I watched the old kickstarter video where the suggested retail would be 80 euros....

https://www.kickstarter.com/projects/beanmeup/bean-me-up-the-new-generation-in-coffee-grinding

ebay price is in this instance £156...... http://www.ebay.co.uk/itm/Finum-4805000-Bean-Me-Up-Coffee-Grinder-Plastic-Black-17-x-17-x-17-5-cm-Free-De-/162525879284?hash=item25d74c1bf4:g:ttYAAOSwtGlZI8jY

$70 on Amazon USA https://www.amazon.com/finum-BEAN-ME-UP-black/dp/B01C46BOJS

It seems to have been around for 2 years.... Anybody know anything more


----------



## Phobic (Aug 17, 2016)

don't know anything sorry, £156 seems a lot to pay for ceramic burrs though.

$70 is much more like it, compares well to the porlex, would depends on how much you could get it landed for.

big disadvantage is it's not as portable as the porlex.

for around £156 there are some good steel burr hand grinders out there.....


----------



## MWJB (Feb 28, 2012)

I wouldn't touch it.


----------



## 4515 (Jan 30, 2013)

Just opened the ebay page and spat my coffee out

Who would design a grinder in that shape ?


----------



## MWJB (Feb 28, 2012)

working dog said:


> Just opened the ebay page and spat my coffee out
> 
> Who would design a grinder in that shape ?


Somebody who made a hand grinder that was so bizarrely hard to turn that it needed anchoring on a bench


----------



## Missy (Mar 9, 2016)

working dog said:


> Just opened the ebay page and spat my coffee out
> 
> Who would design a grinder in that shape ?


What as opposed to the majority of phallic monstrosities most people produce?!

I actually thing it's cute. You'd really need the bulb to fit in your hand though.


----------



## 4515 (Jan 30, 2013)

Missy said:


> What as opposed to the majority of phallic monstrosities most people produce?!
> 
> I actually thing it's cute. You'd really need the bulb to fit in your hand though.

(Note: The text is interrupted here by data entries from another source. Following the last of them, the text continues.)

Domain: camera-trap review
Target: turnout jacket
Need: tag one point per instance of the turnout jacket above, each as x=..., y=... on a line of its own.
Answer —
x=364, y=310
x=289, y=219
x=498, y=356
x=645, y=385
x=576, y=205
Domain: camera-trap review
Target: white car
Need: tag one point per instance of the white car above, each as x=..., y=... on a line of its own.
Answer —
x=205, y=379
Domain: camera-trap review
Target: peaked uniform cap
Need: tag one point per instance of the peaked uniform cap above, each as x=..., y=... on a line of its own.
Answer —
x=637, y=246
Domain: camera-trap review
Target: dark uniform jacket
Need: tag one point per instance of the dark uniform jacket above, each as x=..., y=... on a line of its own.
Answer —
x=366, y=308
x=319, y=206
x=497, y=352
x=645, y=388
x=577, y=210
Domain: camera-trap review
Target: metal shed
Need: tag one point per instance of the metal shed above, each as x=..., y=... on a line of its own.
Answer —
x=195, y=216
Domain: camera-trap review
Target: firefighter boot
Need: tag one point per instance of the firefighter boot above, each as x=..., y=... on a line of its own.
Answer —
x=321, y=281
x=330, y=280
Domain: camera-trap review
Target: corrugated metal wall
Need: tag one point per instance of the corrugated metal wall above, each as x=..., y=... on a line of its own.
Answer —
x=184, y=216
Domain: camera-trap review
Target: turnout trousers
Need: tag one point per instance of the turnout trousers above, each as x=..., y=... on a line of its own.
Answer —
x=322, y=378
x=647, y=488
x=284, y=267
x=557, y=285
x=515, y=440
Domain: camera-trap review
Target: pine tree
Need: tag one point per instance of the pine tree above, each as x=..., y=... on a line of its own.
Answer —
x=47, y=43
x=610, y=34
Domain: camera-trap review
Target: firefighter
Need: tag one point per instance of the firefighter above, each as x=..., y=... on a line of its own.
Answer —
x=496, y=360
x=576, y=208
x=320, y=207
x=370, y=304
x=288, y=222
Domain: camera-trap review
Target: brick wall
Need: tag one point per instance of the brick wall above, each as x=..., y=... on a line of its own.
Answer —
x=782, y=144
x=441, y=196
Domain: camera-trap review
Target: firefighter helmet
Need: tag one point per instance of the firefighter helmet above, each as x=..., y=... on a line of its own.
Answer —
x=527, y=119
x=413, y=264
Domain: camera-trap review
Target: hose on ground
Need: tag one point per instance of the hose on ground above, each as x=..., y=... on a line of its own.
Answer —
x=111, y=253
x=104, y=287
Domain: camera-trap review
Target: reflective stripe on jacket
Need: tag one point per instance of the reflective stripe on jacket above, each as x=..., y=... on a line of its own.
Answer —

Probably why I went for something more square.

Phallic ? Painful !


----------



## Missy (Mar 9, 2016)

working dog said:


> Probably why I went for something more square.
> 
> Phallic ? Painful !
> 
> View attachment 27981


I think we are talking handgrinders here?!? ?


----------



## 4515 (Jan 30, 2013)

Missy said:


> I think we are talking handgrinders here?!? 藍


I stand corrected


----------



## Missy (Mar 9, 2016)

working dog said:


> I stand corrected


You might need to see your GP... I'm not surprised you are standing....


----------



## hotmetal (Oct 31, 2013)

working dog said:


> Just opened the ebay page and spat my coffee out
> 
> Who would design a grinder in that shape ?


Yes, it's almost as if someone said to him "I tried to improve on the usual design of hand grinder and it all went pear-shaped" and he took it literally and thought he'd have a go too.


----------